Undertaking an Email Marketing activity makes sense if you establish an action plan before launching a campaign.
1. Set the goals of your Email Marketing strategy:
A good strategy starts with a clear goal: what do you want to achieve by doing Email Marketing? Selling, retaining, creating brand awareness? You can also have more objectives but it is better that you define only one for each campaign you launch, in this way the call to action that will accompany your email will be clear and precise and you will not risk confusing people. Keep in mind that users are easily distracted and that, if they are not routed in a well-defined direction, they do not carry out any action.
Your ultimate goal, as a marketer, is definitely to sell, but you need to be aware that not all of your leads are ready to buy. It can take weeks or months for a lead to turn into a customer. In the meantime, however, you can create the conditions for this transformation to take place: through your emails you can in fact “nourish” your contacts and become a point of reference for needs related to your products. Like? By offering value through useful resources, which have no commercial purpose: you must earn the trust of your contacts.
In fact, you cannot think of doing Email Marketing only with messages inviting to purchase and emails full of discounts, offers and promotions: this can be done by anyone and, unless you want to fight a war at the lowest price, you will not get no benefit from this activity. You will be just one of many, like spam, to be briefly read and trashed.
With Email Marketing you can achieve the following objectives:
- create a relationship of trust between your company and a potential customer;
- retain customers already acquired;
- strengthen brand awareness and brand positioning in the user’s mind, to be the first brand they think of for a specific need;
- generate traffic to a page that is important to you;
- transform simple contacts (leads) into customers;
- convince those who have already bought to buy again;
- keeping the relationship with a potential client alive through constant communications.
- These are also very different objectives, for which Email Marketing provides different strategies.
2. Define the buyer personas of your strategy:
When you start an Email Marketing business you need to know who the people you write to are: only in this way can you offer interesting content right from the subject of your email and attract your potential customers to discover everything you have to offer.
As we have already seen, the inbound approach to marketing is based on the creation of valuable content for users, but the concept of value changes according to the people, so it is essential for you to define who is the recipient of your messages.
To set up an effective Email Marketing strategy, after setting the objectives, you must therefore define your buyer personas, or fictitious but realistic representations of your potential customers that help you better understand what are the needs of the people you want to intercept and how you can satisfy them.
For each type of customer, create a form with all the information that identifies him: gender, age, city of residence, profession, interests, problems, purchasing habits, … You can retrieve these data from the registration form to your list, from the insights of social or from Google Analytics, if you have a website or blog.

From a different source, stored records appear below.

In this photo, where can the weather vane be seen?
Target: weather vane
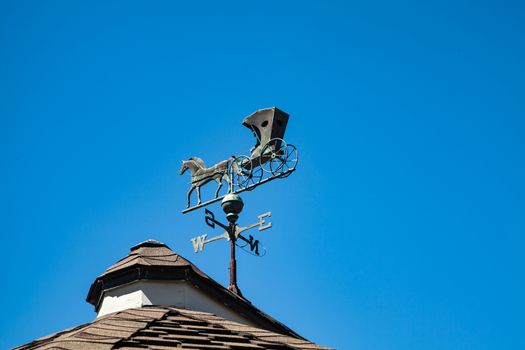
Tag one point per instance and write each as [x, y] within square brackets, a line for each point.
[271, 158]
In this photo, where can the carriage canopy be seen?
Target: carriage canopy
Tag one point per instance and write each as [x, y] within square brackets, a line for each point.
[266, 124]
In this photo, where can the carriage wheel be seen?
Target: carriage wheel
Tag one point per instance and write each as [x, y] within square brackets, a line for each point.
[242, 173]
[255, 177]
[292, 157]
[272, 158]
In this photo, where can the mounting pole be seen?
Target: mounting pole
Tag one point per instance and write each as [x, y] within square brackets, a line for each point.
[232, 205]
[233, 263]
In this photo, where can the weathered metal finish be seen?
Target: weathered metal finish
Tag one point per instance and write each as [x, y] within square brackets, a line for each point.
[201, 175]
[232, 233]
[248, 188]
[200, 241]
[270, 158]
[266, 124]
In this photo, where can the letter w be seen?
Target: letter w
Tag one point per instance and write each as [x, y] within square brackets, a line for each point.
[198, 243]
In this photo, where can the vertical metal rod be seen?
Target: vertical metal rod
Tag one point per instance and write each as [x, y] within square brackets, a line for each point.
[233, 263]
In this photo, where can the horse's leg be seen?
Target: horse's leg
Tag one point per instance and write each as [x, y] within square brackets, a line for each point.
[198, 194]
[189, 194]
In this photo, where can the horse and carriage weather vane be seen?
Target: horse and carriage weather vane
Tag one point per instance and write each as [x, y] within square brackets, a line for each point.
[271, 158]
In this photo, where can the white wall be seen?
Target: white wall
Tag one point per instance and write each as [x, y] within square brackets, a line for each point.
[164, 293]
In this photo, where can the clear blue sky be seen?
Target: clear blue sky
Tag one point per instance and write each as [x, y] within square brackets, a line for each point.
[404, 226]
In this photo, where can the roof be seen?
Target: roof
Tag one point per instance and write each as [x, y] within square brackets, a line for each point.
[166, 328]
[152, 260]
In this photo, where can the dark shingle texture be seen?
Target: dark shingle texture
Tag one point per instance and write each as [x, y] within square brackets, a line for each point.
[166, 328]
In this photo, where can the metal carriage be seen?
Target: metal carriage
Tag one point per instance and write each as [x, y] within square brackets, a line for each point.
[271, 156]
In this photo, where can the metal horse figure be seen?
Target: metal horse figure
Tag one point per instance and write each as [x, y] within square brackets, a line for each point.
[200, 175]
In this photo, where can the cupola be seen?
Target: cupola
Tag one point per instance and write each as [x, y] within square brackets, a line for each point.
[152, 274]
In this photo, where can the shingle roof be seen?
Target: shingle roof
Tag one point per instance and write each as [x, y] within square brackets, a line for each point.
[156, 261]
[161, 327]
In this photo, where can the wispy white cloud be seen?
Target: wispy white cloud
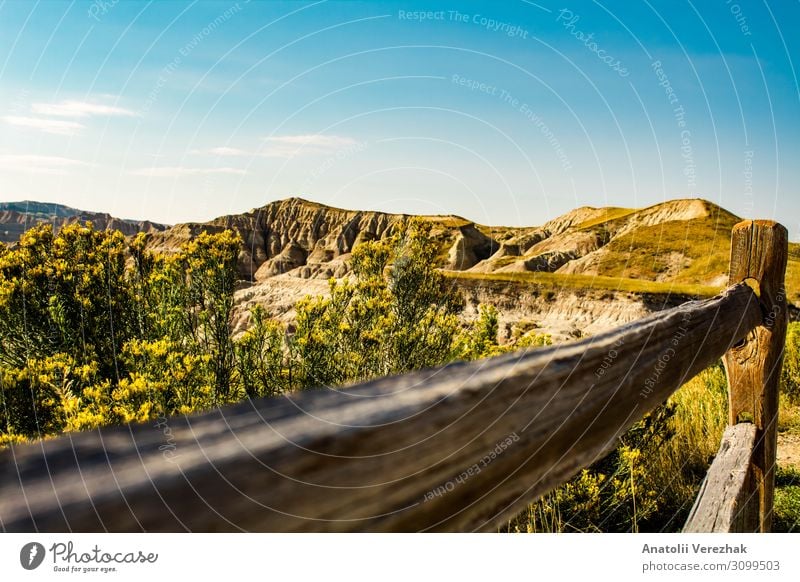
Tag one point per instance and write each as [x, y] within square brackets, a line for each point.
[227, 152]
[29, 163]
[57, 126]
[286, 146]
[178, 171]
[289, 146]
[80, 109]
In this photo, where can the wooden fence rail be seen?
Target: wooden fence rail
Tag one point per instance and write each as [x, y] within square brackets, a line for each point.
[458, 448]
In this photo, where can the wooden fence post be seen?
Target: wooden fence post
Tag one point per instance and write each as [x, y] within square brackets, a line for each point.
[759, 250]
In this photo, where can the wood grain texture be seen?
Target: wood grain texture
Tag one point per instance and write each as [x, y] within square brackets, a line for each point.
[759, 251]
[458, 448]
[723, 504]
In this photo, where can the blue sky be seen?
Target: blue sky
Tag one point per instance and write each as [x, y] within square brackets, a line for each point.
[502, 112]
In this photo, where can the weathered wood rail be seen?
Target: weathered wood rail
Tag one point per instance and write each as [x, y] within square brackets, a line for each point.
[458, 448]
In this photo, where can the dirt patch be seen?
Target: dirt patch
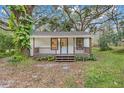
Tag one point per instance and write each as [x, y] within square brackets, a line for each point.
[39, 74]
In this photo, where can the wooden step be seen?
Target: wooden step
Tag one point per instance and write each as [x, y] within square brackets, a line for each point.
[65, 58]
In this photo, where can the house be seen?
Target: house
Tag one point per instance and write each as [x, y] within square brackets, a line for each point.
[60, 43]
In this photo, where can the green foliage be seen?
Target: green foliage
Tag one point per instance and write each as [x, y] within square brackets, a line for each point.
[86, 58]
[22, 29]
[6, 42]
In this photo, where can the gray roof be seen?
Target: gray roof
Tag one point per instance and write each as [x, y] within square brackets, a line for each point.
[76, 33]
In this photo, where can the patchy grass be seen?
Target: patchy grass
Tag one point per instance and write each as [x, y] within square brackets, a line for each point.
[108, 71]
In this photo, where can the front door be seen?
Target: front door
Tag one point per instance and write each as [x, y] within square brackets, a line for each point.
[64, 45]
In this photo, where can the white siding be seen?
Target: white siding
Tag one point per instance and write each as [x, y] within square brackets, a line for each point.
[70, 45]
[86, 42]
[42, 42]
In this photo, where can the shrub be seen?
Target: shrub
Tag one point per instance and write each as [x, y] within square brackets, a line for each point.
[47, 58]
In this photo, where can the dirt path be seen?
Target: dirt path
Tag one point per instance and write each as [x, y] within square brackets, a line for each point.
[40, 74]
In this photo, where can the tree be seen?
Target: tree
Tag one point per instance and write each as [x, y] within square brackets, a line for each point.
[20, 22]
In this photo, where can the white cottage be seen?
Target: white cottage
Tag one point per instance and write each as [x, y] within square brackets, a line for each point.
[60, 43]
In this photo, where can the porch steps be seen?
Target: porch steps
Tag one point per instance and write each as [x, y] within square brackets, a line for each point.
[65, 58]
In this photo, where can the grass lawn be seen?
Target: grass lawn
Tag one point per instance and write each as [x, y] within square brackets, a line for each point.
[108, 71]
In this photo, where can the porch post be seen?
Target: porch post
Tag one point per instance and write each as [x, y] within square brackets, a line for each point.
[33, 46]
[73, 45]
[90, 45]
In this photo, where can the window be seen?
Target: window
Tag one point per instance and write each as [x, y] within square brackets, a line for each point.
[54, 43]
[79, 43]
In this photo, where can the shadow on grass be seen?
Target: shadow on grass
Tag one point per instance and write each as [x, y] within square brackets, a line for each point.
[120, 51]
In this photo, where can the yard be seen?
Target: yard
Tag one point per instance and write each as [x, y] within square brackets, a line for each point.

3. Apply the conversion funnel to your strategy:
Relationship with your company. In web marketing we talk about conversion funnel: the funnel is a funnel scheme that represents the path that a user takes from the first time he comes into contact with your company to when he converts into a customer. The image of a funnel is used because the upper part, where the first contact takes place, is much wider than the final part: the progressive narrowing of the mouth of a funnel gives a good idea of a path that progressively narrows downwards. ” deepen the relationship between the user and the company.
Placing the buyer personas in a specific point of the funnel allows you to understand the predisposition to purchase of the people registered on your mailing list. This is useful for defining your Email Marketing strategy, deciding whether to send a transactional email, a dem or a newsletter and what is the most suitable content for each segment of your contact list.
For example, you cannot already send a commercial offer to a new subscriber, because he is not yet ready to respond positively to a request of this type. A new member must be “warmed up”, prepared with informational content and resources that meet his needs. In this way, trust in your brand will grow, a necessary prerequisite for achieving a conversion.